I thought for a moment that he was referring to theoretical computer science as pure theory.

Indeed, in software engineering, machine learning, etc. I actually see a lack of sufficient theory before they can be successfully applied.

Daniel Lemire said...

Come on! What is this? You have 3 anonymous comments in a row. I must be more powerful than I thought.

Anonymous said...

Folks, it's called a polemic; controversy for its own sake. Please let's not encourage this kind of behavior.

Anonymous said...

Ok, I'll play the devil's advocate here. When was the last time a complexity theory paper(mind you, not algorithms, not theory) led to a big impact? (And by impact, I mean impact outside theory).

Anonymous said...

Here's a recent example. The Valiant-Vazirani lemma (a complexity result from the 1980's) has been applied (with some engineering modifications) to get radically faster methods for counting the number of models in Boolean formulas. This has had impact in AI. See the recent work by Gomes, Selman, and others.

Anonymous said...

I don't understand why the author of this blog feels that finding an algorithm with a better competitive ratio is "bad theory."

Michael Mitzenmacher said...

Hi anonymous #8. Perhaps you just haven't been reading my blog long enough. Take a look at this diatribe from February:

http://mybiasedcoin.blogspot.com/2008/02/conference-reviewing-another-rant-on.html

In regard to the specific issue of "better competitive ratio", I feel that a paper that improves things by showing a 4-competitive algorithm for a problem where there was previously a 5-competitive algorithm, when there's not much of a point to either algorithm according to the criteria of my post above, is fundamentally pretty uninteresting, and hence "bad theory".

Michael Mitzenmacher said...

If that link didn't come out right, it was
here , hopefully.

Anonymous said...

Constant factor improvements in competitive ratio can be significant in the real world.
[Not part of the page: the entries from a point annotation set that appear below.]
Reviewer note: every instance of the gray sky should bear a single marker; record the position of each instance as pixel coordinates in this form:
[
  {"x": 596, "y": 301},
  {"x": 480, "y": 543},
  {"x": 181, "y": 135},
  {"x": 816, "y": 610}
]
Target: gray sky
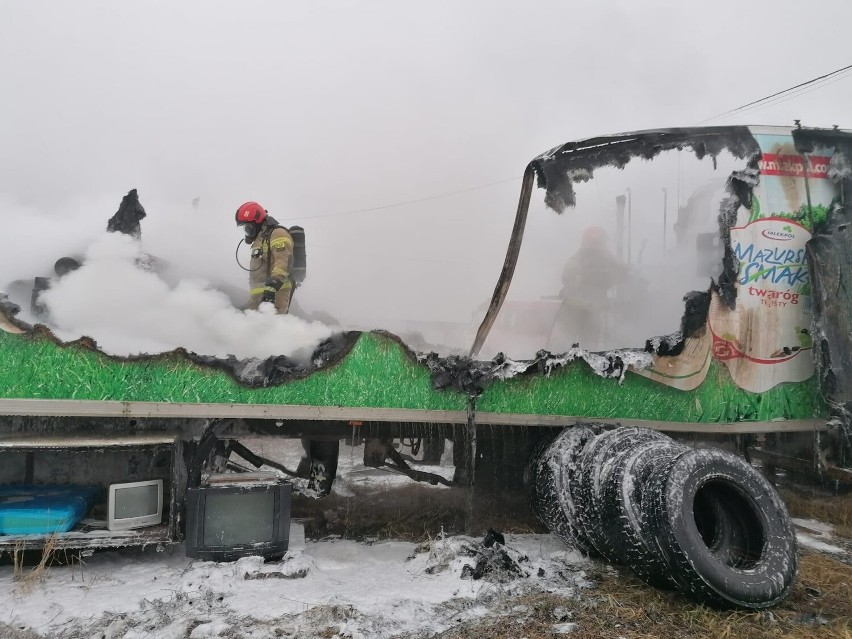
[{"x": 316, "y": 109}]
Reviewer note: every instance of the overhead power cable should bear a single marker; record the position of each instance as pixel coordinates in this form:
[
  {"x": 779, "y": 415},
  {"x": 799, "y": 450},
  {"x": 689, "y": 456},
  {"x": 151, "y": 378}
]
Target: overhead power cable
[
  {"x": 407, "y": 202},
  {"x": 797, "y": 89}
]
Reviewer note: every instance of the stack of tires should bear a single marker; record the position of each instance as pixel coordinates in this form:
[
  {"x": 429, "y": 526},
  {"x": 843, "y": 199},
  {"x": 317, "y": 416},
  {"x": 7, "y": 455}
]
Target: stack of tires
[{"x": 703, "y": 521}]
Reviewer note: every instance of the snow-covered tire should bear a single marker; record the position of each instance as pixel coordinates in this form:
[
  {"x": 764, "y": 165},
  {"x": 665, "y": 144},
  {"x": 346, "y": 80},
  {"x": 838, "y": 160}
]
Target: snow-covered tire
[
  {"x": 622, "y": 501},
  {"x": 598, "y": 460},
  {"x": 724, "y": 532},
  {"x": 555, "y": 478}
]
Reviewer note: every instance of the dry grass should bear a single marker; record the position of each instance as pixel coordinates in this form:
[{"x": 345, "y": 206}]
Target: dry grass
[
  {"x": 835, "y": 510},
  {"x": 621, "y": 606},
  {"x": 26, "y": 579}
]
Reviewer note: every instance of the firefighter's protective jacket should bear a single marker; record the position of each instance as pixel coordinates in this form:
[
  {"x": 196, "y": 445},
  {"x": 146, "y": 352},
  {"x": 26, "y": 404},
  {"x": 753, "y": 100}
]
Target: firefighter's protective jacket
[{"x": 271, "y": 262}]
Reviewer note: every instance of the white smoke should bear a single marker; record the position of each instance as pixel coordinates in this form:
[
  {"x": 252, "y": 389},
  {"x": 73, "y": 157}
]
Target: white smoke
[{"x": 129, "y": 310}]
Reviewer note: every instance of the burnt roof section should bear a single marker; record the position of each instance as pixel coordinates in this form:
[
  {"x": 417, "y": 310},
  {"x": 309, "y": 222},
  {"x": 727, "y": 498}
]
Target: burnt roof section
[
  {"x": 126, "y": 219},
  {"x": 558, "y": 169}
]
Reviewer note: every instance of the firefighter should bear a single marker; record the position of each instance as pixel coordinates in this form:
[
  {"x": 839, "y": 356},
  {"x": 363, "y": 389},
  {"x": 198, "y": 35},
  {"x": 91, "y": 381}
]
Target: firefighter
[
  {"x": 271, "y": 264},
  {"x": 589, "y": 278}
]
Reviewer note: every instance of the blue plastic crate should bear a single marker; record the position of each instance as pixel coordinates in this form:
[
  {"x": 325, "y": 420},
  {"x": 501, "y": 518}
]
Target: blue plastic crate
[{"x": 27, "y": 509}]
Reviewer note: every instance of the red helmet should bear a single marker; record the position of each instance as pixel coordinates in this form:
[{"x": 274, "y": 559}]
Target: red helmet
[{"x": 251, "y": 212}]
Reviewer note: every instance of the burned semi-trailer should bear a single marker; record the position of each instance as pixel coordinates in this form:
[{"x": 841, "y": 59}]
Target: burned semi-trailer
[{"x": 761, "y": 359}]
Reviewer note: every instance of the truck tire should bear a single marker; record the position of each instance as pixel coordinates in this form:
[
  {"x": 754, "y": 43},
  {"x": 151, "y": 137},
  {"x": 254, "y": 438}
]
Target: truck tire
[
  {"x": 597, "y": 462},
  {"x": 555, "y": 476},
  {"x": 724, "y": 531},
  {"x": 622, "y": 504}
]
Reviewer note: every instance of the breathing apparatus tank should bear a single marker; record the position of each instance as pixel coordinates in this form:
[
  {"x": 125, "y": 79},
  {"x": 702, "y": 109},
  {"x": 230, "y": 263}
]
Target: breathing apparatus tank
[{"x": 299, "y": 270}]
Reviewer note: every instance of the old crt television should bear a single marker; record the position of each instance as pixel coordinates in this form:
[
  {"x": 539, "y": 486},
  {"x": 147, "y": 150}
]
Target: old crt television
[
  {"x": 135, "y": 504},
  {"x": 237, "y": 515}
]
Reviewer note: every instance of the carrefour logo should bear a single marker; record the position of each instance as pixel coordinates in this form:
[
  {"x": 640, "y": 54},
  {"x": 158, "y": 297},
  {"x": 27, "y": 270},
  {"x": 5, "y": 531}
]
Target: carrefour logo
[{"x": 784, "y": 235}]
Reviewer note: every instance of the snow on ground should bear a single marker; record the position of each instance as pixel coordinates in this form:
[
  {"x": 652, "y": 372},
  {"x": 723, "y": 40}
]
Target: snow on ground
[
  {"x": 355, "y": 589},
  {"x": 818, "y": 536}
]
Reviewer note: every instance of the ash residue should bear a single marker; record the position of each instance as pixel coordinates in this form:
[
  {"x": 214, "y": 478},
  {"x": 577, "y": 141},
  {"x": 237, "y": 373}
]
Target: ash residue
[
  {"x": 461, "y": 373},
  {"x": 273, "y": 371},
  {"x": 558, "y": 169},
  {"x": 694, "y": 320}
]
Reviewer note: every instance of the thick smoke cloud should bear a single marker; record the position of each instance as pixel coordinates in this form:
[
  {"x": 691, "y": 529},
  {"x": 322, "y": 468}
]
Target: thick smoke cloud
[{"x": 130, "y": 310}]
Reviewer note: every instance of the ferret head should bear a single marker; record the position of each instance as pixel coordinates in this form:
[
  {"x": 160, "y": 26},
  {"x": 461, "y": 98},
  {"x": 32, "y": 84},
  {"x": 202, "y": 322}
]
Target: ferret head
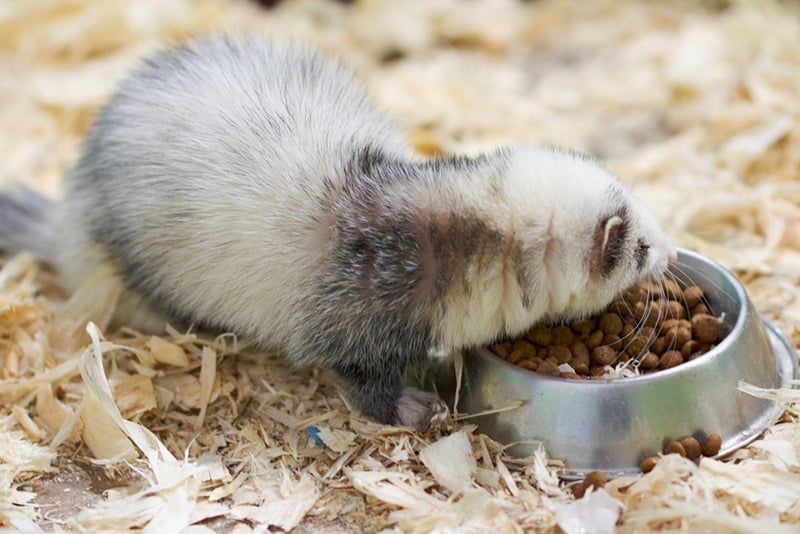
[{"x": 596, "y": 239}]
Theory folks have not woken up to it yet. It is ironic (?) that a theory technique that is somewhat practically relevant is being labeled as useless by theory folks.

Anonymous said...

I'm not with the Daniel's views. How would you decide whether a research is useful or not ? I think research is research whether it is pure theory or non-theory.
Research that is not useful now may find applications in next 50 years and may not find even. It is just outof curiosity.

And if not useful, it atleast profiles what has been thought of.

The question of testing research against practical applications is a different one. Not every research is meant for that. I don't recall exactly but some lectures of Clay institute, I think by Timothy Gowers would clarify more.